先日、某所のドン・キホーテに行った時のことだ。
「おにーのパンツはいいぱんつ、強いぞ~強いぞ~」
店内BGMで「童謡・鬼のパンツ」が流れていた。
小学生の時に、NHKの教育番組か何かで誰もが一度は聞いたことがあるのではないか。
一応、記憶の助けになることを意図して、歌詞を以下に記載した。
鬼のパンツはいいパンツ つよいぞ つよいぞ
トラの毛皮でできている つよいぞ つよいぞ
5年はいてもやぶれない つよいぞ つよいぞ
10年はいてもやぶれない つよいぞ つよいぞ
100年はいてもやぶれない つよいぞ つよいぞ
はこう はこう 鬼のパンツ
はこう はこう 鬼のパンツ
あなたも わたしも おじいちゃんも おばあちゃんも
みんなではこう 鬼のパンツ
そう。
鬼のパンツはとても強い、とむやみやたらに繰り返すことで善良な消費者の深層心理に「鬼のパンツ、マジ最高じゃね?」と植え付け、
最終的にはだから「あなたも わたしも おじいちゃんも おばあちゃんも みんなではこう 鬼のパンツ」と購買意欲をこれでもかと煽り、全人類の下着を鬼のパンツに鞍替えさせようとする、戦後最恐の熱烈プロパガンダである。
ドンキの下着コーナーに入場した際に流れてきたのだが、やはりその洗脳力は凄まじく、無意識のうちに私はそこにあるはずのない鬼のパンツを探し、
店員さんに「鬼のパンツってどこにありますかね。おじいちゃんにも穿かせてやりたいんです。」と尋ねる寸前で我に返った。
そもそも、トラの毛皮で出来ていたらお手入れが大変である。
普通のパンツなら仮に何らかの分泌物をどんなに漏らしていても洗濯機に放り込んでスイッチオンすれば瞬く間に綺麗になるのに、革製品なのでもちろん洗濯できない。
普段からほこりや汚れが定着してしまわないように、定期的にお手入れをしなければならないし、革用のオイルを塗った日にはムレムレの一日を過ごすことになる。
旅行先の部屋でパンツの手入れをしているような奴と、一緒にディナーブュッフェを食べたいだろうか。いや、私は食べたくない。
「え、もう鳥取砂丘いくの??はやくね??鬼パンの手入れさせてよ」なんて言われた日には、彼の鬼パンを破ってしまむらのパンツを穿かせ、クローゼットに閉じ込める。
下着泥棒に盗られた日にはもうお通夜状態だ。日々、あなたが愛情込めてお手入れしてきた鬼のパンツはもう返ってこない。結構いい感じに色褪せて味が出てきたところだったのに…、とあなたは呟き、膝から崩れ落ちる。下着泥棒があなたの鬼のパンツにオイルを塗り、ムレムレさせながら穿いている姿を想像して、毎晩枕を濡らすことになる。

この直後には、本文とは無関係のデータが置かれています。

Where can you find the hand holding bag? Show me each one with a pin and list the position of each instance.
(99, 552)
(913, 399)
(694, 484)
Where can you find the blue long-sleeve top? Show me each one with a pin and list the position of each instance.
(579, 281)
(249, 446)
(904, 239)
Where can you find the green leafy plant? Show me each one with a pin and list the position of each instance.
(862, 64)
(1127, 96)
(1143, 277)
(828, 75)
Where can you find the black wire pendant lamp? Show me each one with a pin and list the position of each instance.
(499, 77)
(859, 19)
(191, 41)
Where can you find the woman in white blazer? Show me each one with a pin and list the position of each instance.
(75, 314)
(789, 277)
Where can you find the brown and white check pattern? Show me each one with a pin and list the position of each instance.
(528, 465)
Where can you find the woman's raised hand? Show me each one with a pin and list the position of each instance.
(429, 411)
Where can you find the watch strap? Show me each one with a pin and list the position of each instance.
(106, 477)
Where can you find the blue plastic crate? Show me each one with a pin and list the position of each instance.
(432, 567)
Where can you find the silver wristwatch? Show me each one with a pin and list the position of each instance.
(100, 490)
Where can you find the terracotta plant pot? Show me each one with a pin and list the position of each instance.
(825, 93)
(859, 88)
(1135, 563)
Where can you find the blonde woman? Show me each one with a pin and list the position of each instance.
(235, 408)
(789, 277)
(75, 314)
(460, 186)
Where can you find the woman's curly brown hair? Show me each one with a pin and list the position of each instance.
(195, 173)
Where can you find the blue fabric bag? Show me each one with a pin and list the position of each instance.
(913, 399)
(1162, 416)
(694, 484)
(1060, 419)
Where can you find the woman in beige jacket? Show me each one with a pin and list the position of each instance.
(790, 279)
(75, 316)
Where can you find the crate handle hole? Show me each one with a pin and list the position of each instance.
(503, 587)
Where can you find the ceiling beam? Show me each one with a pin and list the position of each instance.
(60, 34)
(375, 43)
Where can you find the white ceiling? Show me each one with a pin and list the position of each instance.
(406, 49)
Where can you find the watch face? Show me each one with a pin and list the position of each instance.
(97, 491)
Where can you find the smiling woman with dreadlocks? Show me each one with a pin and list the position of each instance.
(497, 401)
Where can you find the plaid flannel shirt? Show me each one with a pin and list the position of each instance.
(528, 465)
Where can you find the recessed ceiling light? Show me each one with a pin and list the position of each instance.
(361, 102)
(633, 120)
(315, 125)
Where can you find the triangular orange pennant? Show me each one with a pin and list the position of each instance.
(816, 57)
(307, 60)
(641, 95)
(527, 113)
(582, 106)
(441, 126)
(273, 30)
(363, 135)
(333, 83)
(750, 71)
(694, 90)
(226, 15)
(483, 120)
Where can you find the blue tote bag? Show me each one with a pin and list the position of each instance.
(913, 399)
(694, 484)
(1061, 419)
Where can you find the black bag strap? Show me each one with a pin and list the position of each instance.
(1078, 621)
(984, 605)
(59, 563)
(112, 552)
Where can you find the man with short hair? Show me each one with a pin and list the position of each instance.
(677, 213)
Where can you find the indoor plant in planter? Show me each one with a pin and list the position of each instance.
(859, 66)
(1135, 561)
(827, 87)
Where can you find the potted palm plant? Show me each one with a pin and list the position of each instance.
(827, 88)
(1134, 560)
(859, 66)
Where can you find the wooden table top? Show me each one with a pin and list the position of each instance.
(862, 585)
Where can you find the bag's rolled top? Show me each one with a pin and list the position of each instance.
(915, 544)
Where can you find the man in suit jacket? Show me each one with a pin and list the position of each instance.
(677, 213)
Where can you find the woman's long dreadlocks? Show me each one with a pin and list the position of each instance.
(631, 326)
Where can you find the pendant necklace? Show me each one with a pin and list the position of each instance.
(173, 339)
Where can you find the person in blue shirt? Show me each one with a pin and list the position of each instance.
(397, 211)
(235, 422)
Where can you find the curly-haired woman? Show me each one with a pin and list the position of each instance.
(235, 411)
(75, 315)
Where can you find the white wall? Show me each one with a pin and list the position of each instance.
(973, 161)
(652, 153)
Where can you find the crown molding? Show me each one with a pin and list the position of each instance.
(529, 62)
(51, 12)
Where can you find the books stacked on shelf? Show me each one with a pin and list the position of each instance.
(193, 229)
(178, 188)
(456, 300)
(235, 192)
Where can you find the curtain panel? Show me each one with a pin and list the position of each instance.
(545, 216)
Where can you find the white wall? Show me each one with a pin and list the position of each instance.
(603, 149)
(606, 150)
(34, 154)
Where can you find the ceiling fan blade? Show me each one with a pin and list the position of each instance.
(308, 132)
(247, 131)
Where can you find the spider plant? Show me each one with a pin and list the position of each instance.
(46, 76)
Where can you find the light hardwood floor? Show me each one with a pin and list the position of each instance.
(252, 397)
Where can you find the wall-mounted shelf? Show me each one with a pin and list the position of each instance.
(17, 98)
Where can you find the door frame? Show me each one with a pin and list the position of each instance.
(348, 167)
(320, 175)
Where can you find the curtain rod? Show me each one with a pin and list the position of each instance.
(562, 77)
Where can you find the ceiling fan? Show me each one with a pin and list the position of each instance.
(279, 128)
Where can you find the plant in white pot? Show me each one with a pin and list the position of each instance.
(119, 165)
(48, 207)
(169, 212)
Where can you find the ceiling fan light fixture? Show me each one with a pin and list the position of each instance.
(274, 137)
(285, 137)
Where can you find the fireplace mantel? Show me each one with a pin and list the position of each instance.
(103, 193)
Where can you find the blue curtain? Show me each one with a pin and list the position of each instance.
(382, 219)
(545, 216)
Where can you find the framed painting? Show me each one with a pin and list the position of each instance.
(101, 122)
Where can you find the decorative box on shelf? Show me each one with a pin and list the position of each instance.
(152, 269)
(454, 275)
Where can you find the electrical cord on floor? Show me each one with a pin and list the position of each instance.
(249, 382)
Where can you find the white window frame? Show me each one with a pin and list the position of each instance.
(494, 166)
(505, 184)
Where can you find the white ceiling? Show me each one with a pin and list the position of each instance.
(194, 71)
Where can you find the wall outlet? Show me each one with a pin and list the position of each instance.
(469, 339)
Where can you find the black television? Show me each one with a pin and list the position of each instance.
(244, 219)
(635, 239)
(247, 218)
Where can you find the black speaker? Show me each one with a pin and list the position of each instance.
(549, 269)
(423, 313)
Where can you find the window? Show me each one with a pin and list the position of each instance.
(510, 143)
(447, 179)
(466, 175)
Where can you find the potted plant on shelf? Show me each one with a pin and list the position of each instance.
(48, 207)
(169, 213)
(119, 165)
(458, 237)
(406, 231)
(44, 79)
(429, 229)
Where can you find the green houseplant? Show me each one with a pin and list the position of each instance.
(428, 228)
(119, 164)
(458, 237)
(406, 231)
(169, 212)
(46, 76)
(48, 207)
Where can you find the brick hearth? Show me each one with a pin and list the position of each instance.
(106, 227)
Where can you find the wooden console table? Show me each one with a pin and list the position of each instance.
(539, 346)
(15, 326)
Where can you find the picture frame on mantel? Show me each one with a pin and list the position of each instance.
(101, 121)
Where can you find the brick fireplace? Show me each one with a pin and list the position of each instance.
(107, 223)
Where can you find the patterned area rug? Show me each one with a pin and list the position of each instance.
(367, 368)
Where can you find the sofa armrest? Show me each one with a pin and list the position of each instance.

というか冷静に考えておじいちゃん、おばあちゃんと同じ下着を穿くということに全国の孫は抵抗を示してほしい。祖父母と下着のペアルック、という人の道を外れた行為はあなたの人間としての輪廻転生を必ずや断ち切る。次に生まれ変わった時は絶対にダンゴムシになる。絶対に絶対にダンゴムシ。
とまあ、こんな感じで突っ込みどころが多い歌なのだが、
桃太郎が鬼を一網打尽にできたのは、パンツの手入れ中を狙って攻撃を仕掛けたからじゃないかなと思います。